Shoppers who don’t just want to buy the cheapest but the healthiest foods also have the option of comparing ingredients, calories, fat and saturated fat content, salt, and cholesterol.  Once a user has filled up a shopping cart, the website provides three options: 1) swap the entire cart for another store’s for potential savings, 2) swap out individual items, and 3) swap individual items for healthier alternatives.  After comparing items and selecting a store, customers can check-out online and have the groceries delivered to their front door.

To allow customers to compare across different brands and stores, mySupermarket created an inventory of 100,000 items, which it classified according to several sets of criteria and then integrated into its algorithm.  The company claims to allow users to save up to 20% on a weekly £100 bill.

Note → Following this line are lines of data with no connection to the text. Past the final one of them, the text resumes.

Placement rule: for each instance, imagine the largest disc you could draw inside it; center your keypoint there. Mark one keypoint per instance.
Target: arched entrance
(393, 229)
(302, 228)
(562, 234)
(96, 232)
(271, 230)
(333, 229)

What bums me out is the fact that there really is no U.S. equivalent for mySupermarket.  There are lots of price comparison websites out there--Nextag,, mySimon, etc.--but they're all for retail items like electronics, appliances, clothing, toys, and so on.  I need a grocery store comparison site like mySupermarket.  I'm the most gullible grocery shopper I know.  But mySupermarket has not made any mention of plans to expand to the U.S., so it looks like I'm stuck throwing away money on flashy 2-for-1 sales.

Founded in 2006, the site has been hailed in the U.K. as a cost-savings goldmine and makes money through targeted advertising based on the contents of the user’s cart.  The company could not be reached for comment, but according to its website:

“Our aim is to help you get the best possible price for your supermarket trolley while enjoying an easier and more consumer-friendly shopping experience.  We are 100% independent from the four supermarkets featured on the site. None of the supermarkets or product manufacturers own a stake in the company. When comparing between supermarkets, our only agenda is ensuring that our shoppers get the best value possible.”

The company also claims to update pricing information daily.